Our course instructor, Megan Schneider, explained that: “In the reckoning that is 2020, I hope we all come away with the knowledge that we must shift our essential modus operandi - in the way we work towards sustainability, in the way we work towards justice, in the way we live, and in the way we teach and learn. As the BLM movement over the summer showed us yet again, we must learn from and meaningfully engage marginalized voices to move forward in our work to create a better world. The philosophy of this course centers around creating a community of learners that intends to flatten the hierarchy that exists in classrooms, a hierarchy which mimics unsustainable power dynamics in the real world.” The instructor, teaching assistant, community partner, and students all become co-learners and teachers in our attempt to understand the complexity of sustainability and justice work through the central theme of food. Working with Roberta of the WWG, who generously shared her wisdom as an Indigenous woman during her time as a co-teacher, immeasurably enriched our learning as students. She echoed our enjoyment saying, “As part of a University Studies capstone, which intends to provide real-world opportunities to learn and apply their knowledge, it’s wonderful to see the students become self-authored learners and self-directed sustainability leaders eager to make an impact in their community.”

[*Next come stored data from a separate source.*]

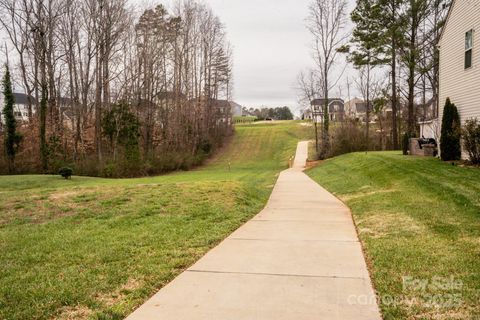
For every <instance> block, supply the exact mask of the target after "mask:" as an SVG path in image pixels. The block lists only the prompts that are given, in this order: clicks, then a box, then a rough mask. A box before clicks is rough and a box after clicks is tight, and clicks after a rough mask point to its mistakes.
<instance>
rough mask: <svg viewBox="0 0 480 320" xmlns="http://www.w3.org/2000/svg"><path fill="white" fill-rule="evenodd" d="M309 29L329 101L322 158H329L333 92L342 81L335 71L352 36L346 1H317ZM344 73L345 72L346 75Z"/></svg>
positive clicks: (322, 91) (323, 144) (312, 14)
mask: <svg viewBox="0 0 480 320" xmlns="http://www.w3.org/2000/svg"><path fill="white" fill-rule="evenodd" d="M309 11H310V14H309V18H308V29H309V30H310V32H311V33H312V35H313V37H314V46H313V55H314V59H315V64H316V67H317V68H318V70H319V72H320V74H321V79H322V82H323V83H322V87H321V89H322V91H321V94H322V95H323V98H324V99H325V106H324V110H323V114H324V124H323V130H322V131H323V133H322V138H323V139H322V150H321V157H325V156H326V155H327V152H328V145H329V115H328V112H329V110H328V104H329V101H328V99H329V92H330V90H331V89H332V88H334V87H335V86H336V84H337V82H338V81H339V79H340V77H341V74H340V75H339V76H338V75H337V76H336V77H334V78H332V77H333V71H334V66H335V62H336V60H337V57H338V54H339V52H338V49H340V47H341V46H342V45H343V44H344V43H345V41H346V40H347V38H348V36H349V35H348V34H347V33H346V32H345V27H346V24H347V1H346V0H313V2H312V3H311V4H310V8H309ZM342 73H343V72H342Z"/></svg>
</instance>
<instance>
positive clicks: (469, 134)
mask: <svg viewBox="0 0 480 320" xmlns="http://www.w3.org/2000/svg"><path fill="white" fill-rule="evenodd" d="M462 135H463V146H464V147H465V150H466V151H467V153H468V156H469V157H470V161H471V162H472V163H474V164H480V121H478V119H470V120H467V122H466V123H465V126H464V127H463V130H462Z"/></svg>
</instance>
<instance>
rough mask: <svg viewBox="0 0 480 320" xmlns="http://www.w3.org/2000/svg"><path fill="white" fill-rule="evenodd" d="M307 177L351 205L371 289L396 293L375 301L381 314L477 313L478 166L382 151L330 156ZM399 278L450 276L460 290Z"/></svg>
mask: <svg viewBox="0 0 480 320" xmlns="http://www.w3.org/2000/svg"><path fill="white" fill-rule="evenodd" d="M309 175H310V176H311V177H312V178H313V179H315V180H316V181H317V182H319V183H320V184H321V185H323V186H325V187H326V188H327V189H328V190H330V191H332V192H333V193H335V194H336V195H337V196H339V197H340V198H341V199H342V200H344V201H345V202H346V203H347V204H348V205H349V206H350V208H351V209H352V212H353V215H354V218H355V221H356V224H357V226H358V229H359V233H360V238H361V240H362V242H363V243H364V246H365V250H366V253H367V257H368V260H369V262H370V264H371V270H372V271H373V272H372V273H373V274H372V276H373V278H374V283H375V287H376V290H377V292H378V294H379V295H380V297H385V296H393V297H394V298H395V299H397V300H396V301H397V303H393V304H391V303H390V302H389V300H387V299H385V300H383V301H382V305H381V307H382V310H383V313H384V316H385V319H480V303H479V301H480V170H478V169H472V168H461V167H454V166H452V165H449V164H446V163H442V162H440V161H438V160H436V159H431V158H417V157H404V156H402V155H399V154H398V153H395V152H390V153H389V152H387V153H370V154H368V155H366V154H364V153H355V154H349V155H345V156H341V157H338V158H334V159H331V160H329V161H326V162H325V163H324V164H322V165H321V166H319V167H317V168H315V169H313V170H311V171H309ZM404 276H407V277H408V276H410V277H413V278H415V279H417V280H427V281H429V283H430V284H432V281H435V280H436V279H435V277H441V278H442V280H440V282H441V283H445V282H448V281H447V279H449V278H450V277H453V278H454V279H456V280H460V281H461V282H462V283H463V289H462V290H457V289H453V290H443V289H440V288H438V287H437V288H435V287H433V286H429V288H428V289H427V290H423V289H420V288H415V289H414V288H413V287H411V286H407V287H406V288H403V285H402V283H403V282H402V277H404ZM437 280H438V279H437ZM447 284H448V283H447ZM451 289H452V288H451ZM432 295H433V297H434V300H432V299H431V297H432ZM459 298H460V299H461V300H463V304H462V305H461V306H459V307H457V306H455V302H456V300H457V299H459ZM435 299H436V300H435ZM409 300H410V301H411V304H409V302H408V301H409ZM431 301H436V302H440V303H441V304H442V307H440V308H439V307H438V306H437V307H435V306H434V305H430V306H429V305H428V304H427V303H428V302H431ZM448 302H453V305H450V306H449V305H448Z"/></svg>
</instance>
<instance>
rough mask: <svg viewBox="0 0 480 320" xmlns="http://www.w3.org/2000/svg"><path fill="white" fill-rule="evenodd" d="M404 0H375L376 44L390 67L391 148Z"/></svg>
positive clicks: (403, 24) (396, 96)
mask: <svg viewBox="0 0 480 320" xmlns="http://www.w3.org/2000/svg"><path fill="white" fill-rule="evenodd" d="M405 1H406V0H377V5H378V10H377V15H376V18H377V19H378V23H379V24H380V26H381V28H380V30H381V32H380V35H379V38H378V41H377V42H376V43H377V46H380V47H383V48H384V50H385V51H384V52H385V59H388V60H389V62H388V64H389V66H390V68H391V73H390V74H391V87H392V95H391V97H392V139H393V148H394V149H395V150H397V149H398V147H399V144H398V123H397V121H398V120H397V116H398V110H399V103H398V90H397V89H398V88H397V77H398V75H397V64H398V53H399V52H402V51H403V49H404V47H405V37H404V35H405V32H404V30H405V23H406V22H405V15H404V12H402V8H403V6H404V4H405Z"/></svg>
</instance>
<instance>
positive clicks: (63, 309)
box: [55, 306, 93, 320]
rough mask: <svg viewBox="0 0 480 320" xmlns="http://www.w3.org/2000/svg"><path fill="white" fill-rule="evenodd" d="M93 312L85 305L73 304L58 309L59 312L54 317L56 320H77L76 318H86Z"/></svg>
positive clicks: (79, 318) (89, 315)
mask: <svg viewBox="0 0 480 320" xmlns="http://www.w3.org/2000/svg"><path fill="white" fill-rule="evenodd" d="M92 314H93V311H92V310H90V308H88V307H85V306H75V307H63V308H62V309H60V313H59V315H58V316H56V317H55V319H58V320H77V319H87V318H88V317H90V316H91V315H92Z"/></svg>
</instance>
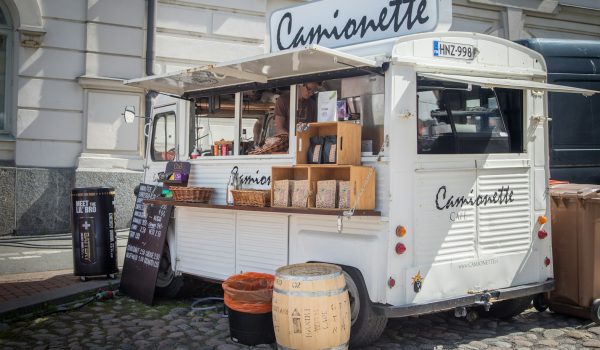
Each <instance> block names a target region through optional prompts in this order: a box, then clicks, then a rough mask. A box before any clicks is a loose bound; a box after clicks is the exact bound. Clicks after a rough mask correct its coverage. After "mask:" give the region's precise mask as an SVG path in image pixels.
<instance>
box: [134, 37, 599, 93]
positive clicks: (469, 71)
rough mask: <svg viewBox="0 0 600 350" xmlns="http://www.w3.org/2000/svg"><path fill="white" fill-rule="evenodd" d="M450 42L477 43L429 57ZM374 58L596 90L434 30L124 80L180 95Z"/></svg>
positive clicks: (503, 86) (222, 87)
mask: <svg viewBox="0 0 600 350" xmlns="http://www.w3.org/2000/svg"><path fill="white" fill-rule="evenodd" d="M435 41H438V42H450V43H457V44H464V45H471V46H473V47H476V48H477V52H478V53H477V55H476V56H475V58H474V59H472V60H457V59H448V58H440V57H435V56H434V54H433V46H434V45H433V43H434V42H435ZM368 47H370V49H369V50H367V51H372V52H382V51H381V50H383V49H385V50H391V52H390V51H388V54H389V55H390V56H387V57H384V56H381V55H378V56H377V57H378V61H379V63H378V61H376V60H375V59H374V58H370V57H368V58H365V57H360V56H357V55H353V54H352V52H356V53H359V52H363V53H364V52H365V48H368ZM380 61H392V62H394V64H401V65H410V66H413V67H414V69H415V71H416V72H417V73H418V74H419V75H421V76H424V77H428V78H435V79H440V80H446V81H455V82H463V83H467V84H477V85H481V86H484V87H503V88H512V89H529V90H535V91H556V92H567V93H581V94H584V95H586V96H589V95H593V94H595V93H597V91H592V90H586V89H578V88H573V87H567V86H561V85H553V84H546V83H544V82H541V80H545V79H546V65H545V62H544V58H543V57H542V56H541V55H540V54H539V53H537V52H535V51H533V50H530V49H528V48H526V47H524V46H522V45H519V44H517V43H513V42H511V41H508V40H505V39H502V38H498V37H493V36H489V35H484V34H478V33H465V32H442V33H440V32H436V33H422V34H416V35H410V36H406V37H401V38H399V39H398V40H397V41H396V44H395V45H394V46H393V47H391V46H390V43H389V40H385V41H384V42H382V43H379V44H378V43H369V44H368V45H355V46H354V47H346V48H340V49H329V48H325V47H322V46H318V45H310V46H306V47H302V48H296V49H291V50H286V51H279V52H276V53H270V54H264V55H260V56H255V57H250V58H245V59H240V60H236V61H231V62H224V63H217V64H210V65H205V66H201V67H195V68H189V69H185V70H181V71H176V72H172V73H166V74H161V75H155V76H150V77H146V78H139V79H133V80H129V81H126V82H125V84H127V85H131V86H136V87H140V88H143V89H146V90H154V91H157V92H161V93H168V94H174V95H178V96H183V95H186V94H189V93H202V92H203V91H207V92H208V91H209V90H215V89H220V88H227V87H234V86H236V85H245V84H252V83H256V84H267V83H269V82H273V81H277V80H280V79H287V78H295V77H302V76H306V75H317V74H322V73H329V72H341V71H346V70H349V69H371V70H377V69H380V68H381V64H380Z"/></svg>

We know people may feel discouraged from engaging with their community, simply because we feel like there are too many problems. How can a single person fight food scarcity? It is an intimidating and discouraging thought. While the goal is massive change, every little bit helps. Every person donating even a few hours of their time will chip away at the inequalities we face as humans. Jillian, an Anthropology major, agreed that everyone can do their part: “My job helping [Roberta] clean her plot of land may have been small,” she explained, “but for the future, it will play a bigger part in the community.” We cannot create large-scale sustainable change alone, but every little bit and each person helps move towards that goal.